肘関節形成不全とは、肘関節の発育不全により痛みが生じる病気の総称です。肘関節は、「上腕骨(じょうわんこつ)」、「橈骨(とうこつ)」、「尺骨(しゃっこつ)」の3本の骨で形成されていて、これらの骨の異常により発症します。大型犬や超大型犬に多く見られ、前肢の跛行(はこう)の原因となります。約半数以上が両側でおこり、成長期の子犬に多く発症します。

原因

遺伝的要因が高いといわれています、そのほか、外傷、栄養、肥満などが関与することもあるとされています。これらの原因によって、尺骨と橈骨の成長の不均一等による肘関節の異常、尺骨の肘突起や内側鉤(こう)状突起と呼ばれる尺骨と上腕骨の関節面を形成する部分の異常、上腕骨内側面の軟骨異常などが引き起こされます。
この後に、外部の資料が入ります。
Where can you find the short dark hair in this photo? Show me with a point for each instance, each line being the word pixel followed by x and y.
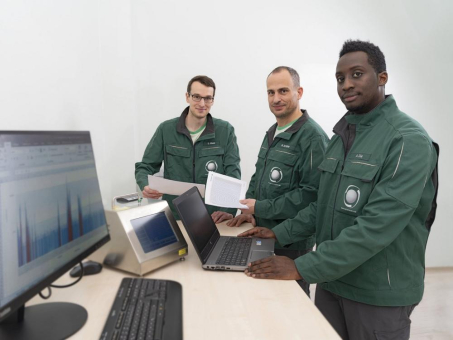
pixel 375 56
pixel 293 73
pixel 206 81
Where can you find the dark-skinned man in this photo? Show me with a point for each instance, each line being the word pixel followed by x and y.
pixel 190 146
pixel 286 178
pixel 376 204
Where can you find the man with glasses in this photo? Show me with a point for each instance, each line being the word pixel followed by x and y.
pixel 190 146
pixel 286 178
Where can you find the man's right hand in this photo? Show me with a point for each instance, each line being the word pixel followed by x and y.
pixel 150 193
pixel 258 232
pixel 242 218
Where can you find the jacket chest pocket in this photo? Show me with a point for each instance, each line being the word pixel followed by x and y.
pixel 329 177
pixel 279 172
pixel 177 158
pixel 210 159
pixel 356 183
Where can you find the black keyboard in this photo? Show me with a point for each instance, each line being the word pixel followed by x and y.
pixel 235 252
pixel 145 309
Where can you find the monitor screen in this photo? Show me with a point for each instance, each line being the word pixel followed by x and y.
pixel 153 231
pixel 51 214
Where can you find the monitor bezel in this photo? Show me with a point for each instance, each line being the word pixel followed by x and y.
pixel 12 306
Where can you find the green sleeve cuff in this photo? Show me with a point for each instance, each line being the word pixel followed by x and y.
pixel 307 270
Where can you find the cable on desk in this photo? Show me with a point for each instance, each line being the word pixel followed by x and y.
pixel 49 288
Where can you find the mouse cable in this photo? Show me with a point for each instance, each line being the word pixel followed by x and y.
pixel 72 283
pixel 63 286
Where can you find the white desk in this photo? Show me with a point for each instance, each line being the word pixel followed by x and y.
pixel 217 305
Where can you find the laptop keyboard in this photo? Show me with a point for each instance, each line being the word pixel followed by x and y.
pixel 235 252
pixel 138 311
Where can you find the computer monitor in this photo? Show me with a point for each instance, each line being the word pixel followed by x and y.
pixel 51 218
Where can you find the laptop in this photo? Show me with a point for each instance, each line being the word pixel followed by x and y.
pixel 217 252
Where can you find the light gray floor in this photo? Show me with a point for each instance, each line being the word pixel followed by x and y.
pixel 432 319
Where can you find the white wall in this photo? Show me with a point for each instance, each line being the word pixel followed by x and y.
pixel 120 67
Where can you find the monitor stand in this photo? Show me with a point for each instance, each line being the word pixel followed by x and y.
pixel 55 320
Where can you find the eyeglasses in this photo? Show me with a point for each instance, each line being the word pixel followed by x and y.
pixel 198 98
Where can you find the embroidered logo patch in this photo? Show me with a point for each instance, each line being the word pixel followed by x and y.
pixel 211 166
pixel 351 196
pixel 275 175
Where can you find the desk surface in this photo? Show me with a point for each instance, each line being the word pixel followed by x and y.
pixel 217 305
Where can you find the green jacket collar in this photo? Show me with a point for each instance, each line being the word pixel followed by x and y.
pixel 366 120
pixel 288 133
pixel 209 132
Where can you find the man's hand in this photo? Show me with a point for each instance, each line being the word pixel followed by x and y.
pixel 273 267
pixel 242 218
pixel 250 202
pixel 258 232
pixel 220 216
pixel 150 193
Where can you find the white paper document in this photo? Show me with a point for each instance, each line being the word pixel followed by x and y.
pixel 224 191
pixel 167 186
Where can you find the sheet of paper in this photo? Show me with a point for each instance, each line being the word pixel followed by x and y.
pixel 224 191
pixel 167 186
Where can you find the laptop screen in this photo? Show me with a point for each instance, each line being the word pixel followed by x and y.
pixel 153 231
pixel 199 224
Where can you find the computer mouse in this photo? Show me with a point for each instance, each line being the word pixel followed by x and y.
pixel 89 268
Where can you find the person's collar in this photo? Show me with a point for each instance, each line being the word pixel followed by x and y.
pixel 367 120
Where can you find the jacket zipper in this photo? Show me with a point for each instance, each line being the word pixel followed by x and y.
pixel 262 175
pixel 346 151
pixel 193 162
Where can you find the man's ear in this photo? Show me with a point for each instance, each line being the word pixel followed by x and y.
pixel 383 77
pixel 300 92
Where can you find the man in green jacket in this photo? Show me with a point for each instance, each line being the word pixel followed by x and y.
pixel 376 204
pixel 286 178
pixel 191 145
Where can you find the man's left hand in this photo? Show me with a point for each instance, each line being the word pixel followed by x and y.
pixel 250 202
pixel 273 267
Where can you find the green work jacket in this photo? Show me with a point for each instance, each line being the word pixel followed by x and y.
pixel 216 149
pixel 376 204
pixel 286 178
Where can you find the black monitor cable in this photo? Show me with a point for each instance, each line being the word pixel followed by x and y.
pixel 63 286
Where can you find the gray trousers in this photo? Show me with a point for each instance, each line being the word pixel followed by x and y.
pixel 358 321
pixel 294 254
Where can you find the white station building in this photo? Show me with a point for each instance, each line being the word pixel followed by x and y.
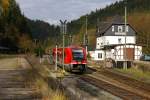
pixel 110 42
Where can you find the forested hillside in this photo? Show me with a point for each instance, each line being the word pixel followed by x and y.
pixel 13 25
pixel 19 32
pixel 138 17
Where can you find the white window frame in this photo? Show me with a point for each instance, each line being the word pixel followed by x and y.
pixel 120 29
pixel 100 55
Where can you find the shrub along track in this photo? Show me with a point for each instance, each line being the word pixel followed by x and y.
pixel 13 84
pixel 118 85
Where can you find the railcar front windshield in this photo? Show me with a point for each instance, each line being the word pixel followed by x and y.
pixel 78 54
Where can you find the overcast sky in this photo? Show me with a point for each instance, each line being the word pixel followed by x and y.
pixel 54 10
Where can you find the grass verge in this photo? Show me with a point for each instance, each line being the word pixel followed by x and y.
pixel 40 78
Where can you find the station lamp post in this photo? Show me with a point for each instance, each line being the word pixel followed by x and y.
pixel 63 31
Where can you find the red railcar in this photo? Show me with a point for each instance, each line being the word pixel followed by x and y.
pixel 74 58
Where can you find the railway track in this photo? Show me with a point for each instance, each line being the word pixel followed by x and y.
pixel 144 87
pixel 117 91
pixel 118 85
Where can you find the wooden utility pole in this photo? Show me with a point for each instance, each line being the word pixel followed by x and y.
pixel 63 31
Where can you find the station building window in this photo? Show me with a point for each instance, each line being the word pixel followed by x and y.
pixel 100 55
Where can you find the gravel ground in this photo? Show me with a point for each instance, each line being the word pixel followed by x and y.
pixel 81 90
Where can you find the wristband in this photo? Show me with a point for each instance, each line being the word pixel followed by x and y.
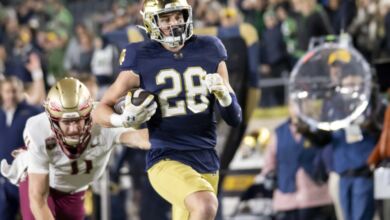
pixel 225 101
pixel 116 120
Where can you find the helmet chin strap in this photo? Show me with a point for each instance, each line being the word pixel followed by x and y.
pixel 176 38
pixel 72 141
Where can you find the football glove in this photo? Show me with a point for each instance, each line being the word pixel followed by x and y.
pixel 134 115
pixel 216 86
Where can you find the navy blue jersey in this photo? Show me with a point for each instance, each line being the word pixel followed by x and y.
pixel 185 129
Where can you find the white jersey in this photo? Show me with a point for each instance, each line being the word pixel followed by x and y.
pixel 65 174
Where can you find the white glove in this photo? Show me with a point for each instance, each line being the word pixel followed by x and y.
pixel 15 172
pixel 215 85
pixel 133 115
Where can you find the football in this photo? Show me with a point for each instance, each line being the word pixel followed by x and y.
pixel 138 96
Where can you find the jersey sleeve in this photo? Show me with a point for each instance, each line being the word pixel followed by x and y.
pixel 38 158
pixel 127 58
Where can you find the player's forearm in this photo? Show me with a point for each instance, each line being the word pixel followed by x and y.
pixel 231 114
pixel 102 115
pixel 40 209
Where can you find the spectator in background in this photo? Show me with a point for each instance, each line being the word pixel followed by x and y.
pixel 313 22
pixel 274 59
pixel 14 113
pixel 364 27
pixel 79 51
pixel 297 194
pixel 103 61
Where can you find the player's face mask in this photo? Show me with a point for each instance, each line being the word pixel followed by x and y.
pixel 168 22
pixel 69 107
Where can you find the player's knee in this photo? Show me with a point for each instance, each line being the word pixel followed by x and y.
pixel 203 204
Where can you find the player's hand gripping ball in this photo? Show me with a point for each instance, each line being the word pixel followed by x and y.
pixel 137 107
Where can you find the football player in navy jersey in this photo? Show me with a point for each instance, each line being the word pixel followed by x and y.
pixel 189 76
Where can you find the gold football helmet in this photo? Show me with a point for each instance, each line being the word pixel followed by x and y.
pixel 179 33
pixel 70 99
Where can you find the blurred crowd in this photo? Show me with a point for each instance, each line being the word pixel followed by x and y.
pixel 74 37
pixel 42 41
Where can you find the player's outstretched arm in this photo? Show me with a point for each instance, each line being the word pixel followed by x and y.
pixel 135 138
pixel 218 84
pixel 104 114
pixel 38 191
このように関節が上手くかみ合わなくなることによって、二次的に関節炎(変形性骨関節症:DJD)を起こし、痛みが出るようになります。

症状

初期の症状は、成長期の4〜7ヶ月くらいにみられる前肢の跛行(はこう)です。始めの頃は、休息後立ち上がったときなどに一時的に歩き方の異常が見られますが、進行すると関節炎を起こし、運動時に症状が悪化したり、歩行異常が持続してみられたりするようになります。「痛みから前肢を挙げて歩く」、「肘を曲げるのを嫌がる」、「立ったときの肘の状態が不自然」、「肘関節の腫れ」、「筋肉が落ちて前肢が細くなる」などの症状がみられることもあります。症状が進行すると、重度の跛行を示すようになります。

治療

症状が軽い場合には、鎮痛剤や軟骨保護剤などの投与による内科療法と併せて、運動制限や体重のコントロールが主な治療になります。痛みが強く、内科的にうまくコントロールできない場合は、年齢や肘関節形成不全の状態、変形性骨関節症の程度など、状況にあわせた術式を選択して外科手術を行います。なお、変形性骨関節症が進行していない段階で手術を受けた場合には経過が良好なケースが多いといわれています。

予防

関節に負担をかけないように体重をコントロールします。また、成長期に過度な運動をさせないことも大切です。成長期のカルシウムの過剰摂取やカロリー過多も関節の病気のリスクを高くすると考えられています。
遺伝的要因が高いので、この疾患に罹患しているワンちゃんの繁殖を避けるようにすることが重要です。